[Date Prev][Date Next][Thread Prev][Thread Next][Date Index][Thread Index]
Re: Why I have a 512 bit PGP key
From: Jeff Barber <[email protected]>
>Let's face it, creating the compiler-to-recognize-MD5 is quite a difficult
>problem, and if I were your system administrator and wanted to obtain
>access to your files, creating a special compiler version or otherwise
>attempting to cause your integrity check to fail would be one of the last
>forms of attack I'd try.
Perhaps, then, we need to discuss exactly what attacks your average sysadmin
would be expected to make.
I would think that you'd need to guard against two kinds of sysadmins:
1. The "gentleperson" sysadmin. Though this person might have reason to
want to do nasty things to you, (s)he is restricted, either by personal
morals or company policy, to doing things that are "proper". Hacking the
kernel or the compiler would be out; rather, this person would be more apt
to be liberal in his/her use of root privileges, possibly installing
user-space keypress monitors (like ttysnoop or some X keygrabber). Schemes
like a "personal tripwire", MD5 hashes of various important programs, and so
on would be effective against this kind of attacker.

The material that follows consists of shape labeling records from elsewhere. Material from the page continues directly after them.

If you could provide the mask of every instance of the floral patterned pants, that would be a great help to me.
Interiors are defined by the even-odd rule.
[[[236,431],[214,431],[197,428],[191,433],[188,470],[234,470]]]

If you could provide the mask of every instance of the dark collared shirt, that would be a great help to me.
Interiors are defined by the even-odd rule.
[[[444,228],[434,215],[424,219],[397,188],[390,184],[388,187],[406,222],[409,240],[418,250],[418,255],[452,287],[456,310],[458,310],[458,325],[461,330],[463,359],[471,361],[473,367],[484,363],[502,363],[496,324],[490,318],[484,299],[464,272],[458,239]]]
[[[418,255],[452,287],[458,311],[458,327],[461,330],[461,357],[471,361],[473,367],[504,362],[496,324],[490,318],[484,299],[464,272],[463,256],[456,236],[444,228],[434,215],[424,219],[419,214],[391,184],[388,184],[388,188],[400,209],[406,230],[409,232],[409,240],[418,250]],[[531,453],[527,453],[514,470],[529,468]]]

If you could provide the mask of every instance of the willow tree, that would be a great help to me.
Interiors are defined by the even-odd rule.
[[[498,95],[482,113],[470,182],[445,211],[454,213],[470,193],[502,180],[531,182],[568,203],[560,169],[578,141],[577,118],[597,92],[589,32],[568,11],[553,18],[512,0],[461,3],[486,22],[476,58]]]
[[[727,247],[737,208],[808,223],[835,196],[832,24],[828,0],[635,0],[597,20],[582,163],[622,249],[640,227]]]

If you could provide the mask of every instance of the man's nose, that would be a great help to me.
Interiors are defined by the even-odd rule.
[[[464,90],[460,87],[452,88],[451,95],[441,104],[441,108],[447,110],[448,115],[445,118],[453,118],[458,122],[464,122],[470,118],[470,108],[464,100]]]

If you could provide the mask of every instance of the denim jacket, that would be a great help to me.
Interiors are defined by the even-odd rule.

2. "Sysadmin Hatfield." You're McCoy; you get the picture. Nothing is
below him/her. Your best protection: never log in.
The problem lies in distinguishing the two, and specifically detecting the
latter at any point (in case the former becomes the latter by, say, a policy
change), as Eric pointed out.
>The bottom line is that, as an ordinary user, you are relying completely
>on your trust in the system administrator.

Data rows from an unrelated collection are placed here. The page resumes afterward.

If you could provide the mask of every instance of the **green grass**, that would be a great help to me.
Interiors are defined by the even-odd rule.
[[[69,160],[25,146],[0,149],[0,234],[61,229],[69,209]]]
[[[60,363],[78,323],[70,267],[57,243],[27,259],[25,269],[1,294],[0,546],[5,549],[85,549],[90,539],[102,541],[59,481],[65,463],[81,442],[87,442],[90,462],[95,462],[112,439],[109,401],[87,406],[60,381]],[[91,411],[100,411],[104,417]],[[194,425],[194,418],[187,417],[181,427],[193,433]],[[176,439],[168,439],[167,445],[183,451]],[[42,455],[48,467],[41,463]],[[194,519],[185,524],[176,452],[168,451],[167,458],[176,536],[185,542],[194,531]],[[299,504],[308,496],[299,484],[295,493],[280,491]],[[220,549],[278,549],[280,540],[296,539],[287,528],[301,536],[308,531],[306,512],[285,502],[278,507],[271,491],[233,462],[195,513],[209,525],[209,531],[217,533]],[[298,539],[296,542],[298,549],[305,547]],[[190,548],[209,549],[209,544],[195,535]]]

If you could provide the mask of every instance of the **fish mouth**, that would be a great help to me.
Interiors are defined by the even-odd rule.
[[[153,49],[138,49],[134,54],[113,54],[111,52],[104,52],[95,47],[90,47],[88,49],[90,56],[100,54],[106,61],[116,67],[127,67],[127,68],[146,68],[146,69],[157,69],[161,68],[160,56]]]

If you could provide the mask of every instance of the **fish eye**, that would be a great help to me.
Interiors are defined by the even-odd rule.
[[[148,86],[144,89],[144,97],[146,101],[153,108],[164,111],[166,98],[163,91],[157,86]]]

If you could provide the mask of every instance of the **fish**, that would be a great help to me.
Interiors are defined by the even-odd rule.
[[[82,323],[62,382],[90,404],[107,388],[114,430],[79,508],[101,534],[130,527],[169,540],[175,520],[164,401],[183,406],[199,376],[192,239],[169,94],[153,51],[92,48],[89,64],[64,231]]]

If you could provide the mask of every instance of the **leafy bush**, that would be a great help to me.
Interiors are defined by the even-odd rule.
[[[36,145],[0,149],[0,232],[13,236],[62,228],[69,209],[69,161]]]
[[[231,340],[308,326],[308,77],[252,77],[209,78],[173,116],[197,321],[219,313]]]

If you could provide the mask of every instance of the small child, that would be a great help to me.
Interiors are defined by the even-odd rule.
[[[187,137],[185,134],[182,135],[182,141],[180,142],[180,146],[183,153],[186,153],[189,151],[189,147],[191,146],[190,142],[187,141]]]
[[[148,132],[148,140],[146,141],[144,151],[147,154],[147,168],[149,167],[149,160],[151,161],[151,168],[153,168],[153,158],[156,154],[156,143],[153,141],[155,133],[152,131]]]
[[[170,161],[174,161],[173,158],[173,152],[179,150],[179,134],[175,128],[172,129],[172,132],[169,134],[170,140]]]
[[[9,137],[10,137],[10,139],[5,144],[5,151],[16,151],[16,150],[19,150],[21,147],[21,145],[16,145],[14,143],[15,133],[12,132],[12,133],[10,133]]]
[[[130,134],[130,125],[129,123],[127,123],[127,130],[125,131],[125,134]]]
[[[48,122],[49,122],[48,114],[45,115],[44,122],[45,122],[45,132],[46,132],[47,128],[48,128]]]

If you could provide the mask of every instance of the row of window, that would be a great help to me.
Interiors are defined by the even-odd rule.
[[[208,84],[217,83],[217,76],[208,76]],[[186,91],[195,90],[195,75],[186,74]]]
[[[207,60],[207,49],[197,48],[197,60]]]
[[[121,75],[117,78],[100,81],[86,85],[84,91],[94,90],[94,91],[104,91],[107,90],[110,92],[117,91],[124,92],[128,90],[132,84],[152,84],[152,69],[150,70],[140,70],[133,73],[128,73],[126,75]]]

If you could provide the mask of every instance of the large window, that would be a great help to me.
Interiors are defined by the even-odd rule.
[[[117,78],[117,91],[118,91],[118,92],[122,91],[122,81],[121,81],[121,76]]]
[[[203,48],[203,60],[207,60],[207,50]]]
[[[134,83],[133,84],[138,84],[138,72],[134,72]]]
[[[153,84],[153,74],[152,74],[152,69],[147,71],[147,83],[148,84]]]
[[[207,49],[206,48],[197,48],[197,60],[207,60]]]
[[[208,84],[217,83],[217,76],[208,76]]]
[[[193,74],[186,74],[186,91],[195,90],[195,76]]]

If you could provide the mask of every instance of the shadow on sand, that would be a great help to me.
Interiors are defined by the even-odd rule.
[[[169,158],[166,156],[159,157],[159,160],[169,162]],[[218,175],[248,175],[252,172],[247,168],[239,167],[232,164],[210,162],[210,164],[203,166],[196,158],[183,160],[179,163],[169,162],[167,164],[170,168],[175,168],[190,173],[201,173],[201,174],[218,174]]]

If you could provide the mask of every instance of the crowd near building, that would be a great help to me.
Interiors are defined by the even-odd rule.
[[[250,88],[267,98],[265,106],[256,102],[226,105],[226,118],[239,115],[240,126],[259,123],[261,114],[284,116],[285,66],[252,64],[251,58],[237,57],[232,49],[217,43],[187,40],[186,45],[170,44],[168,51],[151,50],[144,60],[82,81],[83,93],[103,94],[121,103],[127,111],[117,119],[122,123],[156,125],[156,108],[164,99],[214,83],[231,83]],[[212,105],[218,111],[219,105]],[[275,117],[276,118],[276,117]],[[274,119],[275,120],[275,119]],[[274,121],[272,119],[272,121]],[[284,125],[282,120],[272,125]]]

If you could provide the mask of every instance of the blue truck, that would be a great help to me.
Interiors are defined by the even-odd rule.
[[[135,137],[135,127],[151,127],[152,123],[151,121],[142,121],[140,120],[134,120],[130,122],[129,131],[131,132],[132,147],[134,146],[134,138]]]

...or your computer policy department. Remember, not even sysadmins are
God. While it's likely that a sysadmin could hack the kernel to substitute
bogus MD5 hashes, doing so in certain environments could earn the sysadmin a
quick exit from employment. If your sysadmin just didn't like you, it's
possible to get the upper hand; if the sysadmin has the added advantage of
little to no oversight, you're screwed.